New York$13,980+20% vs Pennsylvania
New Jersey$12,890+11% vs Pennsylvania
Delaware$12,450+7% vs Pennsylvania
Maryland$14,448+6% vs Pennsylvania
West Virginia$13,262−3% vs Pennsylvania
Ohio$10,389−24% vs Pennsylvania

Common Pennsylvania nursing home questions

How much does a nursing home cost in Pennsylvania?
The median nursing home cost in Pennsylvania is $13,688 per month for a private room and $11,954 per month for a semi-private room, per the CareScout 2025 Cost of Care Survey — roughly 27% above the national median private-room cost of $10,798.
What is the Pennsylvania Medicaid asset limit?
In Pennsylvania in 2026, an individual applying for Medicaid long-term care must have countable assets of $2,400 or less. The non-applicant community spouse can keep up to $162,660 under the federal Community Spouse Resource Allowance, plus the home, one vehicle, and personal belongings.
How much does memory care cost in Pennsylvania?
Memory care in Pennsylvania costs approximately $8,100 per month, estimated as a 25% premium over the state's assisted living median of $6,480 per month (CareScout 2025). Memory care typically runs 20–30% more than standard assisted living due to specialized dementia care, higher staff ratios, and secured environments.

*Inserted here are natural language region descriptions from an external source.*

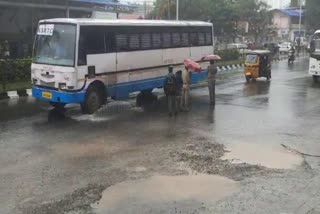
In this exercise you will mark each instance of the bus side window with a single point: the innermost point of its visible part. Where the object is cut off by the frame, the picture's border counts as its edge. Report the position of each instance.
(201, 39)
(194, 39)
(110, 42)
(82, 55)
(91, 41)
(185, 40)
(208, 38)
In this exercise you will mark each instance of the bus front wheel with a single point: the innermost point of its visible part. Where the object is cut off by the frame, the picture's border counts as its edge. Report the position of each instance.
(93, 101)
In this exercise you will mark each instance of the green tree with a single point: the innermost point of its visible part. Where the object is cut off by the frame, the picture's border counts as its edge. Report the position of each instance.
(312, 14)
(295, 3)
(257, 14)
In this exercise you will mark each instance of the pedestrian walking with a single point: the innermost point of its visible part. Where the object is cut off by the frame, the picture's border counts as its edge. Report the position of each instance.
(170, 91)
(179, 85)
(185, 89)
(212, 71)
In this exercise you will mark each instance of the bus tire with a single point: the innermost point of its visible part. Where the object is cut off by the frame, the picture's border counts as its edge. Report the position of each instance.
(315, 78)
(93, 100)
(57, 105)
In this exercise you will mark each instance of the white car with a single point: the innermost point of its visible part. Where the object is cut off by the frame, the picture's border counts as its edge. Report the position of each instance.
(285, 47)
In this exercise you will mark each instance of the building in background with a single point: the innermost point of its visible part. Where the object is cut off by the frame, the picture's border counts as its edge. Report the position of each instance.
(286, 23)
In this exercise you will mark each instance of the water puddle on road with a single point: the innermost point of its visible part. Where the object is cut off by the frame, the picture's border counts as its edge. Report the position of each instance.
(270, 156)
(161, 190)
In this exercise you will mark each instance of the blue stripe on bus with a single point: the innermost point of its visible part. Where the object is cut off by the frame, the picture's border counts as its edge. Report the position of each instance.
(59, 96)
(122, 90)
(119, 91)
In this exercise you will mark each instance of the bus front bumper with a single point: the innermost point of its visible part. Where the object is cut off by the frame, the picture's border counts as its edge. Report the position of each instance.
(58, 96)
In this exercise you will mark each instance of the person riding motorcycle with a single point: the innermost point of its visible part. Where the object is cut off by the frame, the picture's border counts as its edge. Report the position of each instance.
(291, 55)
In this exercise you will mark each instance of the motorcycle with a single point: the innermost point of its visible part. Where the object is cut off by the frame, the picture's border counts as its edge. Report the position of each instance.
(291, 57)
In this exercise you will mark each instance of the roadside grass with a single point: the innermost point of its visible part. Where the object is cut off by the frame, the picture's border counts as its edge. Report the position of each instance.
(16, 86)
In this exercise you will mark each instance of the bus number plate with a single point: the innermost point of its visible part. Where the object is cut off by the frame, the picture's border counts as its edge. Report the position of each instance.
(47, 95)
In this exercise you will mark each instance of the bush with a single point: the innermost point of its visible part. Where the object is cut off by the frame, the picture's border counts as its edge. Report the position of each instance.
(17, 70)
(228, 55)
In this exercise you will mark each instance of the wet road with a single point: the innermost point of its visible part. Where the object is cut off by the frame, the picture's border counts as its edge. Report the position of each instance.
(52, 164)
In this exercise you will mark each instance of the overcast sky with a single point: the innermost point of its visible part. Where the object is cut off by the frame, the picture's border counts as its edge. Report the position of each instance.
(272, 3)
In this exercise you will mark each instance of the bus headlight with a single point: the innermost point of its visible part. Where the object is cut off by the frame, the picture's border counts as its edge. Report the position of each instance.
(62, 86)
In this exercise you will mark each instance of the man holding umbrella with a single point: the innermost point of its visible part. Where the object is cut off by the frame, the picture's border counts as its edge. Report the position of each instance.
(212, 71)
(170, 88)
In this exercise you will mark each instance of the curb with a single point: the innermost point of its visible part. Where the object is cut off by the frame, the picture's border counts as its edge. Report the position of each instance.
(15, 94)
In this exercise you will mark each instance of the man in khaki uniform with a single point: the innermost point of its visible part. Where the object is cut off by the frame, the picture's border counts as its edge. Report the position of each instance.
(185, 89)
(212, 71)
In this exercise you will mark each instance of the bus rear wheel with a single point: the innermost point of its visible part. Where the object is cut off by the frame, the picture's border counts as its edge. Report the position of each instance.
(57, 105)
(93, 101)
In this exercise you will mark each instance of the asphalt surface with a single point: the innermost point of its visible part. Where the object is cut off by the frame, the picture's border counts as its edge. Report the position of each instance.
(257, 151)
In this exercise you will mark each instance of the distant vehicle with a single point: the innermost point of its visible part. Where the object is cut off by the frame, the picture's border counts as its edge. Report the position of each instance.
(291, 57)
(258, 64)
(273, 48)
(237, 46)
(285, 47)
(303, 41)
(86, 61)
(314, 65)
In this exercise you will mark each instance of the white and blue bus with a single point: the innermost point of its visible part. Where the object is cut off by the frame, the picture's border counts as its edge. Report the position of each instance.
(86, 61)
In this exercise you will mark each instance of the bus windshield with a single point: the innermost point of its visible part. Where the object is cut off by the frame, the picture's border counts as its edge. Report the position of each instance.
(316, 47)
(55, 44)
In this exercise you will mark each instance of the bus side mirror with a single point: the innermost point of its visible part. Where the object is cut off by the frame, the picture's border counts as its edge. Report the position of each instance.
(312, 46)
(91, 72)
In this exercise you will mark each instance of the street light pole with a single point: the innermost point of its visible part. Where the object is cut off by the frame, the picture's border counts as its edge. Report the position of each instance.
(177, 9)
(300, 18)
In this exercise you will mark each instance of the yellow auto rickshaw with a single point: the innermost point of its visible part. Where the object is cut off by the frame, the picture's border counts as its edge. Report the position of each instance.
(258, 64)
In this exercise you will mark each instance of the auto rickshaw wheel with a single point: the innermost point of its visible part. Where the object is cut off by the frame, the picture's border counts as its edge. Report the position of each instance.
(248, 79)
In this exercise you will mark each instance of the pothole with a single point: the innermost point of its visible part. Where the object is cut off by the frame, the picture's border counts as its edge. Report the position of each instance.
(270, 156)
(163, 190)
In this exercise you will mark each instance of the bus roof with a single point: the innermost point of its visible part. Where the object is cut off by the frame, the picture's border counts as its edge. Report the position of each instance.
(123, 22)
(258, 52)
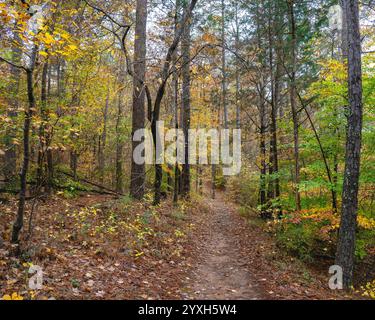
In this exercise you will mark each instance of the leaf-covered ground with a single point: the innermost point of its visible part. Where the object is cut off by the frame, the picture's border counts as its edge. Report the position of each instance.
(98, 247)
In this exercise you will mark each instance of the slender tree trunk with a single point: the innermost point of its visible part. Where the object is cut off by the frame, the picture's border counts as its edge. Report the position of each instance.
(17, 227)
(103, 138)
(347, 234)
(175, 110)
(263, 154)
(42, 153)
(224, 66)
(119, 131)
(185, 49)
(10, 165)
(293, 104)
(138, 171)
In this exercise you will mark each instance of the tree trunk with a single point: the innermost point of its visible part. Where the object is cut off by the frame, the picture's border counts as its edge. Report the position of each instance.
(103, 138)
(119, 131)
(10, 165)
(138, 171)
(185, 49)
(347, 234)
(293, 104)
(17, 227)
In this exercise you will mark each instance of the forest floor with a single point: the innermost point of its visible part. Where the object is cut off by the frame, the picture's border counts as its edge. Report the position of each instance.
(97, 247)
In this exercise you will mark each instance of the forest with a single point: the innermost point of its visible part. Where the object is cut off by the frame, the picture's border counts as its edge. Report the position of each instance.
(277, 203)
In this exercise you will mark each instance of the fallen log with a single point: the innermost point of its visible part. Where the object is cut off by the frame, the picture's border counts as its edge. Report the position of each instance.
(93, 184)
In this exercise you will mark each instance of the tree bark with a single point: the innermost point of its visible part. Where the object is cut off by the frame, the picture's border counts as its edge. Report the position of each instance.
(186, 96)
(138, 171)
(10, 165)
(293, 103)
(347, 235)
(17, 227)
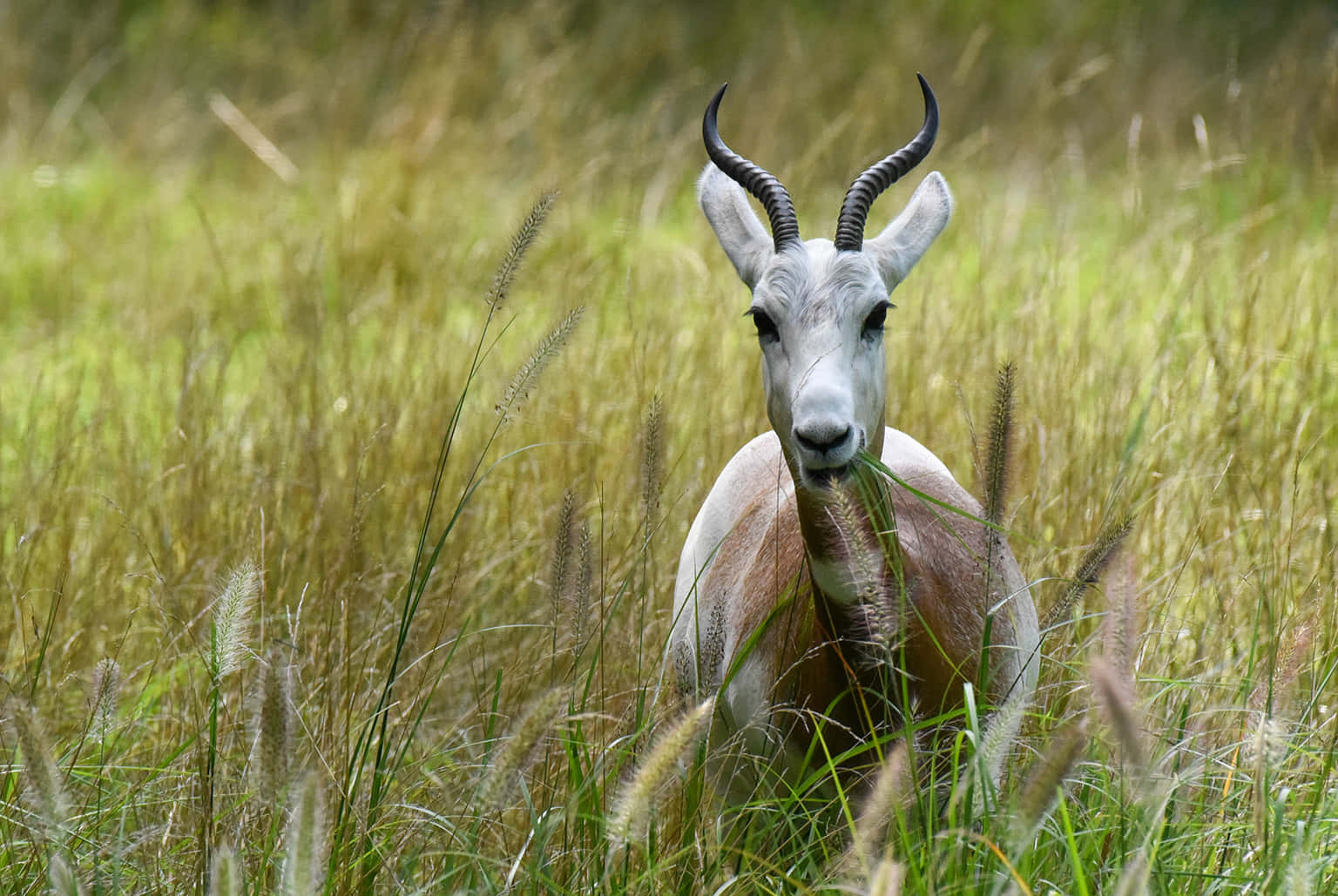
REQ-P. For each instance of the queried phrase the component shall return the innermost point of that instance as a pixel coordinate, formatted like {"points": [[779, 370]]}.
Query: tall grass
{"points": [[462, 583]]}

Does Pennsylvania Medicaid have a 5-year look-back period?
Pennsylvania Medicaid reviews all asset transfers made within 60 months (5 years) of your application date. Gifts, property transfers below market value, or large unexplained withdrawals during this period trigger a penalty period. The 2026 penalty divisor is approximately $12,811 per month (~$421 per day).
Does Medicare pay for nursing home care in Pennsylvania?
Medicare covers short-term skilled nursing for up to 100 days following a qualifying 3-day hospital stay — 100% for days 1–20, then a $217 daily copay for days 21–100. Medicare does not pay for long-term custodial care.